My father was born in Rostov-on-Don in 1899. He finished school and got attracted by revolutionary ideas. During the Civil War he served in the political department of the 2nd Red army cavalry unit.

He was an active member of the Communist Party, though he quit during the period of the NEP because of his disagreement with the policy of the party. He did it quietly and there were no consequences of this for him.

This episode was never discussed in the family because if people quit the party for ideological reasons they might have been sent to camps. During perestroika my father told me the story.

My father began to get involved in journalism in Rostov, but there were no career opportunities and my parents moved to Moscow in 1924.
My father began to work as chief editor of a trade union magazine.

He was about 30 years old then. At that time my father changed his surname to Grin. My paternal great grandfather and grandfather’s surname was Grinberg.

This was also my father’s surname, but later he shortened it to Grin. My father was a journalist and Grin became his literature nickname and then it became his family name.

On 13 October 1941 my father told us that his institute was evacuating and we could go with them.
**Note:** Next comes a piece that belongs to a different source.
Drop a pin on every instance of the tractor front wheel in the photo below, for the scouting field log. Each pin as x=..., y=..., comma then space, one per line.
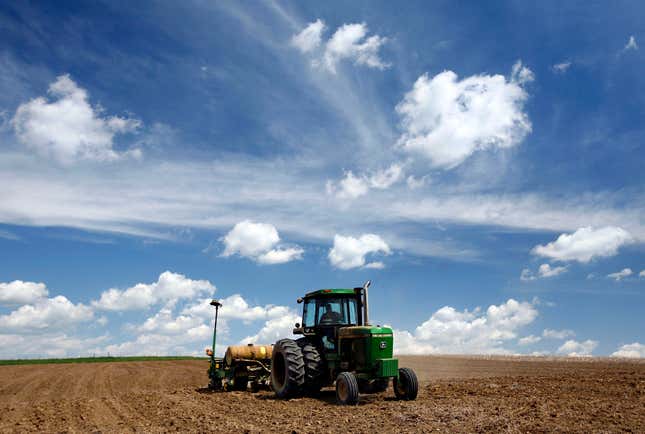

So we evacuated. We arrived in Frunze about 3,200 km southeast of Moscow. My father became an executive secretary of the newspaper 'Kyrghyzskaya Pravda' since there was no work for a geographer.

In the early 1950s the persecution of Jews in the country grew stronger. My father lost his job as dean of the Geographical Faculty of the Pedagogical College.

He went to work as senior scientific worker in the college of Railroad Transport.